Bureau of Land Management, California.
A spectacular meeting of land and sea, the King Range National Conservation Area seems to thrust straight out of the surf. King Peak, the highest point at 4,088 feet, is only 3-miles from the ocean. King Range is the Nation's very first National Conservation Area, designated in 1970.
The King Range encompasses 68,000 acres along 35-miles of California's dramatic north coast, where the landscape was too rugged for highway building, forcing State Highway 1 inland. Accessible by only a few back roads, this remote region of mountains and seascapes is also known as California's Lost Coast.
The King Range's Douglas fir-covered peaks attract hikers, hunters, and campers, while the coast beckons to surfers, anglers, beachcombers, and many others. World-class mountain bike trails, and 42,585 acres of coastal wilderness are two of the highlights of this incredibly unique area.
The King Range NCA contains over 80 miles of hiking trails spanning from the beach to the highest peaks. Most of the upland trails are strenuous due to the steep rugged nature of the area. In addition to mileage, pay attention to the elevation changes listed in the trail descriptions. A number of connector trails allow for loop hikes.
The backcountry was designated as official wilderness on October 17, 2006 and the BLM manages it accordingly, so expect no facilities and minimal signing on trails. Some of the lesser used trails (such as Rattlesnake Ridge, Spanish Ridge and Cooskie Creek) may be somewhat overgrown and difficult to follow. Its best to carry a map and compass with you, and call the BLM office before your trip to get the latest trail conditions.
Winter Weather & Ocean Advisory: Winter storms & waves in the King Range NCA can make portions or all of the Lost Coast Trail dangerous and even impossible to traverse, regardless of tidal level.

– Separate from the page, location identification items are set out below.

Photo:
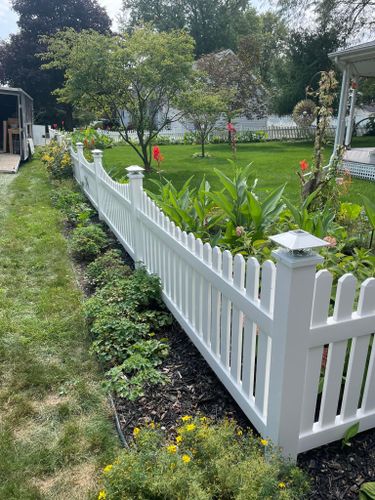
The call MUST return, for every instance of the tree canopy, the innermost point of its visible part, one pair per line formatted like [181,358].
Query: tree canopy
[352,17]
[213,24]
[19,63]
[140,73]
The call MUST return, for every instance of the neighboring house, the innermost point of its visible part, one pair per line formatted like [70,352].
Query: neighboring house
[241,122]
[16,127]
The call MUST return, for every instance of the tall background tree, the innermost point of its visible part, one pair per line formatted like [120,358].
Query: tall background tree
[354,18]
[141,73]
[212,23]
[20,65]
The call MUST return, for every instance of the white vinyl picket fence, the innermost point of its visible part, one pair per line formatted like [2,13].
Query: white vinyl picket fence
[264,330]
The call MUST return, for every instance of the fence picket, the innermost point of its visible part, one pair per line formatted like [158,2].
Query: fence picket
[366,306]
[216,303]
[198,289]
[250,329]
[226,307]
[264,341]
[322,295]
[191,282]
[237,319]
[206,296]
[336,352]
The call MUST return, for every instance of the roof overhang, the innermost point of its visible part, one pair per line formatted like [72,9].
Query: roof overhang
[360,59]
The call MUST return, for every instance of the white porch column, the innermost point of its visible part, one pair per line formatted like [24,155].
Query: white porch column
[349,128]
[340,130]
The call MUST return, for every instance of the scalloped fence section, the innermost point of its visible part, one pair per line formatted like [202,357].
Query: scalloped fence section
[302,372]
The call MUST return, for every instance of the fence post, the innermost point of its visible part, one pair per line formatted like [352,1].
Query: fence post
[136,189]
[98,155]
[294,290]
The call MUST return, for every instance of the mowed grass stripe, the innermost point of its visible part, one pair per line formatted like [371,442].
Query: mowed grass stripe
[274,163]
[56,431]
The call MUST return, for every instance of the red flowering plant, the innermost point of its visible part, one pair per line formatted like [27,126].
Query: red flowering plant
[157,156]
[303,165]
[232,137]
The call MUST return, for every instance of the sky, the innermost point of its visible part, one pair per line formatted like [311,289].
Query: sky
[8,19]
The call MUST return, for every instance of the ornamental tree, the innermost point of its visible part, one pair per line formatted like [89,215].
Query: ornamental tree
[202,107]
[19,64]
[227,74]
[135,77]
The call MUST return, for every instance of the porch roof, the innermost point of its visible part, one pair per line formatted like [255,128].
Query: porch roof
[360,59]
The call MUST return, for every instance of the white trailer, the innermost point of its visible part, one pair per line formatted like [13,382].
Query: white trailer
[16,128]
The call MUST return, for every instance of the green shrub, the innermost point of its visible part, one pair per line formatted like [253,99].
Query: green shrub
[206,461]
[139,369]
[73,205]
[91,139]
[56,160]
[88,242]
[114,336]
[106,268]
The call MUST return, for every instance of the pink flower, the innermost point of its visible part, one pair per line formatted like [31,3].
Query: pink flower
[331,240]
[303,165]
[240,230]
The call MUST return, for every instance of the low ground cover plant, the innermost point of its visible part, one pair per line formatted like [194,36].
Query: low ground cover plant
[73,205]
[125,313]
[204,461]
[88,242]
[56,160]
[91,139]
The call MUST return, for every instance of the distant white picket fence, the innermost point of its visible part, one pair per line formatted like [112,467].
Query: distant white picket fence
[272,133]
[264,330]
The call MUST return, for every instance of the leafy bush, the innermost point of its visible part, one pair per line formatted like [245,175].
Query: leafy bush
[114,336]
[56,160]
[73,205]
[206,461]
[91,139]
[88,242]
[124,315]
[106,268]
[139,369]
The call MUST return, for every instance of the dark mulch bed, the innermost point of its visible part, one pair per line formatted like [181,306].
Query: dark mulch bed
[335,472]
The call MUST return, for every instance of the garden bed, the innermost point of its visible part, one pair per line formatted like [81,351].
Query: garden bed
[336,472]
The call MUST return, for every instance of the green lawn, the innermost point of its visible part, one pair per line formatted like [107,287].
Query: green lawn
[56,431]
[274,163]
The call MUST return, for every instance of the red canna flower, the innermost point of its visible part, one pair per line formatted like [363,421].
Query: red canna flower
[304,165]
[156,153]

Additionally, heavy rains may cause downed trees or landslides along upland trails. Heavy rains may cause stream crossings to become hazardous and may impede travel. We at BLM recommend that you do not cross creeks that are above your knee. Be patient. Wait for water level to subside. Please contact the King Range Project Office at (707) 986-5400 or the Arcata Field Office at (707) 825-2300 for updates on current conditions and check The National Weather Service (http://www.weather.gov/eka/) for current coastal conditions.
Permits can be obtained at:
The King Range National Conservation Area (NCA) is located about 230 miles north of San Francisco and 60 miles south of Eureka. All roads leading to the King Range NCA are narrow, steep and winding. Allow plenty of time between destinations, have a full tank of gas, and be alert to oncoming traffic. All main roads are normally accessible to passenger cars except during heavy winter storms. Primitive roads may be closed seasonally. Directional signs mark all major intersections in the King Range NCA giving the road name and distances to primary recreation sites. NORTH ACCESS: U.S. 101 to the Ferndale exit. Once in Ferndale, follow signs to Petrolia. One mile past Petrolia, turn right on Lighthouse Road; it is 5 more miles to the Mattole Recreation Site. Allow 1 1/2 hours for the 42 mile trip. CENTRAL ACCESS: U.S. 101 to South Fork - Honeydew exit. Follow the signs to Honeydew (23 Miles). Turn left in Honeydew to Honeydew Creek Recreation Site and Smith-Etter Road. Allow 1 hour for the 24 mile trip. Turn right to Mattole Beach and Trailhead. Allow 45 minutes for the 18.5 mile trip. SOUTH ACCESS: U.S. 101 to the Redway/Garberville exit. Follow signs to Shelter Cove/King Range NCA. Allow 45 minutes for the 22 mile trip to Shelter Cove.